30 Habiendo tenido un encuentro con las fuerzas de Timoteo y Báquides, mataron a más de veinte mil de ellos, se adueñaron de fortalezas altísimas y repartieron un botín muy grande, dando a los [m]mutilados, huérfanos, viudas y ancianos una porción igual a la de ellos mismos. 31 [n]Cuando hubieron reunido las armas [o]del enemigo, las almacenaron cuidadosamente en las posiciones más estratégicas, y llevaron el resto de los despojos a Jerusalén. 32 Mataron al [p]filarca de las fuerzas de Timoteo, un hombre muy impío, y que había causado mucho daño a los judíos. 33 [q]Mientras celebraban la fiesta de la victoria en la [r]ciudad de sus padres, quemaron a los que habían prendido fuego a las [s]puertas sagradas, incluyendo a Calístenes, que había huido a [t]una casita. Así recibieron el justo castigo por su impiedad.

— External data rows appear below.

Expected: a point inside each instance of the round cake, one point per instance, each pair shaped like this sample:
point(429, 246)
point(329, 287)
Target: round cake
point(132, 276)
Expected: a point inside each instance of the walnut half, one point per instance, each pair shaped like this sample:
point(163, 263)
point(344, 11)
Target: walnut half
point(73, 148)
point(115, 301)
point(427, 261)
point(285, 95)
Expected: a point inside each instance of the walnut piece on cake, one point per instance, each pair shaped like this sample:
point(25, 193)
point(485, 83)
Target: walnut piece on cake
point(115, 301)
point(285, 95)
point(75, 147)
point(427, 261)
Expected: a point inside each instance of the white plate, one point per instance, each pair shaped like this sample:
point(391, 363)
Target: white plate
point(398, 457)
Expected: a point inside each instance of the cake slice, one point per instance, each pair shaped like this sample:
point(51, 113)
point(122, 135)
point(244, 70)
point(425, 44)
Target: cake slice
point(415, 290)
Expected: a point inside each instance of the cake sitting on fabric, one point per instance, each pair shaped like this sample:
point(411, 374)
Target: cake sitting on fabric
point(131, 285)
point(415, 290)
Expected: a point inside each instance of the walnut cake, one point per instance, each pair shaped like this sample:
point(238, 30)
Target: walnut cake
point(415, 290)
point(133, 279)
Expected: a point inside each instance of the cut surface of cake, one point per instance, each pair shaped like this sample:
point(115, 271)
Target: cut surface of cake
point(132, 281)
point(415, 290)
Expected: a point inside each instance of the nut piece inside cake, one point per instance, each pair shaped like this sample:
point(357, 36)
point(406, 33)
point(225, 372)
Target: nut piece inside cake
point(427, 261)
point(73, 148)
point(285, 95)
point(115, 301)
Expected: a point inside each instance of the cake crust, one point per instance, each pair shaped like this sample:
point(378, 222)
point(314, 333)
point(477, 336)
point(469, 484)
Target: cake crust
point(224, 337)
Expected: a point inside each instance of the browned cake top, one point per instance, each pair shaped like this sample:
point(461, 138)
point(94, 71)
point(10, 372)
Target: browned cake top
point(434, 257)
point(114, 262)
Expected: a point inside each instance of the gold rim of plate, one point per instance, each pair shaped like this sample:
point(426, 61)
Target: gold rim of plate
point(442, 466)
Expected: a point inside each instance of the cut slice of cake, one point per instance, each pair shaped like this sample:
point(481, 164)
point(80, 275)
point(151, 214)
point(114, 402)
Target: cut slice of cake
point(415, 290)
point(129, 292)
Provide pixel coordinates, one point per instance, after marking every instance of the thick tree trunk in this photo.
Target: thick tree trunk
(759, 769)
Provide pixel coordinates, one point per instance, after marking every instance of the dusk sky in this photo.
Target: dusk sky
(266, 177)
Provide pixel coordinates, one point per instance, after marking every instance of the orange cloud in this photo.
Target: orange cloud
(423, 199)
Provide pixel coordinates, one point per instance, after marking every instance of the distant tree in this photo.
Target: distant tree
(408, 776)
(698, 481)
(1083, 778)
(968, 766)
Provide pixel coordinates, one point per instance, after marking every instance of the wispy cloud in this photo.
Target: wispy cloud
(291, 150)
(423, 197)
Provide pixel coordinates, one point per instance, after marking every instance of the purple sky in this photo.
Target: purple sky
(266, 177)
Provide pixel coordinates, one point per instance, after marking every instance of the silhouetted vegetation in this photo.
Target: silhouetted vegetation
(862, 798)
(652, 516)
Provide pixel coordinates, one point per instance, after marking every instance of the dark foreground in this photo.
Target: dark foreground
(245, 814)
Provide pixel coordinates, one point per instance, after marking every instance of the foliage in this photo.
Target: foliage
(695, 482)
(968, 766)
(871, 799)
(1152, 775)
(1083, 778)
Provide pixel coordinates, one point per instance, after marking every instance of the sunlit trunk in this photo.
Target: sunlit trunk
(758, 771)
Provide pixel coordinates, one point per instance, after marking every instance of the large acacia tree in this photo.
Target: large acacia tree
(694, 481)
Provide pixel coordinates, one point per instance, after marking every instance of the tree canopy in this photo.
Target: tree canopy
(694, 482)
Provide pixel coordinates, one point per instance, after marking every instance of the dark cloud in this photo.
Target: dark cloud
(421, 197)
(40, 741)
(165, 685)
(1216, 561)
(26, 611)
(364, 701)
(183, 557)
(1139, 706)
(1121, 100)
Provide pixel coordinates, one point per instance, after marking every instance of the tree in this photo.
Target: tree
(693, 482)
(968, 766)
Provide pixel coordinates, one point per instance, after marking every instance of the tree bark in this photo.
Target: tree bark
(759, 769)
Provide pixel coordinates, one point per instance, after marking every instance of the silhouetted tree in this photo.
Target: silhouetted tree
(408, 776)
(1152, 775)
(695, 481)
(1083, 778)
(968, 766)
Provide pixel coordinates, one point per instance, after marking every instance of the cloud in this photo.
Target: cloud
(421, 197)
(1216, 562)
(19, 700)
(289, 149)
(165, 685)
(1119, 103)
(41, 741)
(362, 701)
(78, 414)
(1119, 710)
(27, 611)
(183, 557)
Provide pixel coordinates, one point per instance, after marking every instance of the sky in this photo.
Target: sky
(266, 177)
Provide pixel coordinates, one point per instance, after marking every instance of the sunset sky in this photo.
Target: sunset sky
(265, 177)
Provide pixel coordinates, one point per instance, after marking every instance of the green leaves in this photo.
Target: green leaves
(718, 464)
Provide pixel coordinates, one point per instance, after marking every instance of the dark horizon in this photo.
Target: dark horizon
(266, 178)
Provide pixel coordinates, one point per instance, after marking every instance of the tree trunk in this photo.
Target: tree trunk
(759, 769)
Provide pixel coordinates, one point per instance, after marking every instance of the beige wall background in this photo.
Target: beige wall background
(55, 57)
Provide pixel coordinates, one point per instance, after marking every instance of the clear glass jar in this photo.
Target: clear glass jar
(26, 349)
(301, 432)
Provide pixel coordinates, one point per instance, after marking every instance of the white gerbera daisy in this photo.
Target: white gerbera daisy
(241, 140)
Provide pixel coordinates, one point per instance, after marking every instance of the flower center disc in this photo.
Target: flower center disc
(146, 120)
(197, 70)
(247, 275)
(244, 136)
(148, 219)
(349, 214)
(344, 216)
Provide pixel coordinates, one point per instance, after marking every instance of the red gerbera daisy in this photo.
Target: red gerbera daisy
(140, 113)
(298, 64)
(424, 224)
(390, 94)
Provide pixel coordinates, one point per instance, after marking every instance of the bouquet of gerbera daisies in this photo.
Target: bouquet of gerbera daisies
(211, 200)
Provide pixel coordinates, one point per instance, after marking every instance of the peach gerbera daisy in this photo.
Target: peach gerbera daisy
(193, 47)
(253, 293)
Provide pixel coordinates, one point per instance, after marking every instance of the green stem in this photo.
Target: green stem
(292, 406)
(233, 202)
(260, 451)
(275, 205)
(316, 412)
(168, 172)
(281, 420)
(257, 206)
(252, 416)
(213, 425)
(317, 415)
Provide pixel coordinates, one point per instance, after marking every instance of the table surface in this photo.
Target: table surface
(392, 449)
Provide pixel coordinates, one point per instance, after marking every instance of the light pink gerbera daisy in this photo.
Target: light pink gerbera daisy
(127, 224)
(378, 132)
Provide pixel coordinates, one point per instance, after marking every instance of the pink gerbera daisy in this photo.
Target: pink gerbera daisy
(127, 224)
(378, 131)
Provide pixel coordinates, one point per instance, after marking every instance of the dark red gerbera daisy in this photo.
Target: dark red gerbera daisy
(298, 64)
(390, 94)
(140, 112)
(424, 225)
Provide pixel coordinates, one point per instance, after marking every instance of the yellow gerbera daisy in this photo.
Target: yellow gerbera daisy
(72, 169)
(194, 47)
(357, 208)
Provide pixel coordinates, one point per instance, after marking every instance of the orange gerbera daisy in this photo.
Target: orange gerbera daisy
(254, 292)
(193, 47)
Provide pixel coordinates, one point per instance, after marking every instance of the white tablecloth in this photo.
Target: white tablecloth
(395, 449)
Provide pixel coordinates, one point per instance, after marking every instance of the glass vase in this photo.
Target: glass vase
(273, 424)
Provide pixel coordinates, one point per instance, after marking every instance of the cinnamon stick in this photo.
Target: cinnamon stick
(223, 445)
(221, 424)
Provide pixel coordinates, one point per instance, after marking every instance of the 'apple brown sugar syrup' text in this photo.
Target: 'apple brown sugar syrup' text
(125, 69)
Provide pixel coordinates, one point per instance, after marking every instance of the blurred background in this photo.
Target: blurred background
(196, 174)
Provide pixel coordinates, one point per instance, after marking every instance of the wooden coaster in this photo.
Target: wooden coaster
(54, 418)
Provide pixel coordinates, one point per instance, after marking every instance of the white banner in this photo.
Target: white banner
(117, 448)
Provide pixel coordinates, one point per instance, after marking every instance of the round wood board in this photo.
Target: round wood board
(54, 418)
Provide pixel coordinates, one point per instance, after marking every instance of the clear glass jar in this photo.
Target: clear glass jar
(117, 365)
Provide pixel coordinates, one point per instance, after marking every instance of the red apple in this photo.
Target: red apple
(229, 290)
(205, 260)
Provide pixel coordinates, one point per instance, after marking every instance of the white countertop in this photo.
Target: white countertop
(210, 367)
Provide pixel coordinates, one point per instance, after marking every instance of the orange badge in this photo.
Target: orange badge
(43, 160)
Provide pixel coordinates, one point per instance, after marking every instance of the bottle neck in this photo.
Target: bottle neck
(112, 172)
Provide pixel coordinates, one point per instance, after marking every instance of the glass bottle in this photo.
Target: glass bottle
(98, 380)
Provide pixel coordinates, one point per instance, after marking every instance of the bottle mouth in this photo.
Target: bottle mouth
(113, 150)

34 El tres veces maldito Nicanor, que había traído a los mil mercaderes para comprar a los judíos como esclavos, 35 siendo humillado, con la ayuda del Señor, por aquellos que a sus ojos eran considerados de la menor importancia, se despojó de sus gloriosos ropajes y, atravesando el país, [u]evitando toda compañía como un esclavo fugitivo, llegó a Antioquía, [v]habiendo tenido, según él, la mayor buena fortuna posible, a pesar de que su ejército fue destruido. 36 El que se había propuesto asegurar el tributo para los romanos mediante la cautividad de los hombres de Jerusalén, pregonó por todas partes que los judíos tenían a Uno que luchaba por ellos, y que [w]debido a esto, los judíos eran invulnerables, porque seguían las leyes ordenadas por él.